Ce 19 novembre 2022, 54 ans se seront écoulés depuis qu’un quarteron de jeunes officiers subalternes (ils avaient une moyenne d’âge de 30 ans et étaient en majorité des lieutenants) a renversé le régime du président Modibo Keita. Lequel était alors cité comme une référence en matière de construction nationale dans une Afrique en quête d’émancipation et respecté pour ses actions courageuses en faveur de la décolonisation totale et de l’unité du continent ainsi que ses engagements contre toutes formes d’hégémonie à l’échelle planétaire.

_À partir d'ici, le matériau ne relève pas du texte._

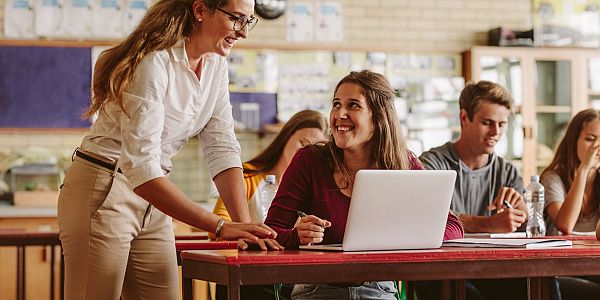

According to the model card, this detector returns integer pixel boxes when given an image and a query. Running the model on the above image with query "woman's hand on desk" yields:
[296,215,331,245]
[238,238,285,251]
[219,222,277,241]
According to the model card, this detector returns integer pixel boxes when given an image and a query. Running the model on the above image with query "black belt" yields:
[75,150,122,173]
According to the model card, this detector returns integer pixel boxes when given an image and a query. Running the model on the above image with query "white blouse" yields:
[81,40,241,188]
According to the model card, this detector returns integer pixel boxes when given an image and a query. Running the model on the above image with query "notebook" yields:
[442,238,572,249]
[299,169,456,252]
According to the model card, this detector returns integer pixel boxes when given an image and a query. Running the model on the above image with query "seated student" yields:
[419,81,527,232]
[541,108,600,299]
[417,81,560,300]
[264,70,464,300]
[212,109,329,300]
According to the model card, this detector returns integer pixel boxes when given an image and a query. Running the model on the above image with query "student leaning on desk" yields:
[416,81,561,300]
[541,108,600,299]
[57,1,281,299]
[264,70,464,300]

S’ensuivra, sous la férule du lieutenant Moussa Traoré, qui ne tardera pas à se retrouver général de corps d’armée pour faire bonne mesure avec son titre de chef d’Etat, une dictature militaire qui se muera en dictature militaro-civile sur une période cumulée de 22 ans et quatre mois. Elle sera caractérisée par la confiscation des libertés individuelles et collectives, la répression barbare, souvent sanglante de toutes les velléités de contestation, qu’elles soient politiques ou syndicales, la détresse économique et sociale liée à la dilapidation de l’important patrimoine constitué par les Sociétés et Entreprises d’Etat (SEE) héritées du régime précédent, la paupérisation galopante dans les villes et les campagnes et la résignation chez un peuple contraint à s’accommoder du manque endémique ou à s’exiler vers d’autres cieux. Un grand nombre de nos compatriotes privilégieront cette dernière option, en prenant le risque de s’exposer au mépris et à l’humiliation dans leurs pays d’accueil.

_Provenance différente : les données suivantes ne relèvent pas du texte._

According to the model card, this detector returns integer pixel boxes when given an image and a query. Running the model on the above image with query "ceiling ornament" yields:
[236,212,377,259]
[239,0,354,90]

Mais c’est le coup d’Etat militaire en soi qui représentera le plus grand mal dont le pays n’a pas fini de se remettre. Il ouvrira la voie à quatre autres: ceux de Mars 1991 avec le Lieutenant-colonel Amadou Toumani Touré (ATT); de Mars 2012 avec le Capitaine Amadou Haya Sanogo, d’Août 2020 avec » les cinq colonels » qui remettront ça en mai 2021, à la faveur d’un remaniement ministériel mettant certains d’entre eux sur la touche. Sans compter les tentatives avortées, les complots d’assassinats déjoués et les règlements de comptes. Assurément le Mali possède la triste réputation de figurer au nombre des pays africains où le régime militaire est devenu la norme et celui démocratique l’exception, où l’alternance se pratique par le fusil et non le bulletin de vote, où le principe républicain du primat du civil sur le militaire a fait place au primat du militaire sur le civil. Aux Assises nationales de la refondation de l’Etat tenues fin 2021, l’on a entendu certains intervenants plaider pour le maintien d’une transition à dominante militaire pendant 20 ans. C’est dire à quel point la gouvernance kakie a conquis le cœur de certains Maliens.

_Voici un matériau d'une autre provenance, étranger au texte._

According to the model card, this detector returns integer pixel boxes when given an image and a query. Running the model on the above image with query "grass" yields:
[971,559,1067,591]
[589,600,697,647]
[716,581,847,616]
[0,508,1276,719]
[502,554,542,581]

Et pourtant. L’expérience a montré à satiété que les militaires au Mali ne sont pas plus aptes à administrer l’Etat, à préserver l’intérêt public, à assurer l’ordre et la sécurité (leur vocation principale) à veiller au bien-être de la population que les civils. Le président Modibo Keita a été un grand bâtisseur de la République et son prestige reste inégalé 54 ans après sa chute et 45 ans après sa disparition tragique. Le président ATT, son lointain successeur, a laissé derrière lui la double image jusqu’ici intacte de » soldat démocrate » et de « soldat bâtisseur « . Il faut donc se garder de la dichotomie consistant à ne voir que le bien chez les militaires et le mal chez les civils. Les uns et les autres font le Mali et c’est ensemble, mus par un même élan patriotique, qu’ils doivent œuvrer pour bâtir un Etat répondant aux aspirations des populations à la paix, à la liberté, à la sécurité, à la stabilité et au bien-être matériel et moral. Il est grand temps, en effet, que le Mali sorte de l’agitation permanente et du désordre sur fond de violence en tous genres pour s’atteler à son développement . A l’instar de certains pays voisins.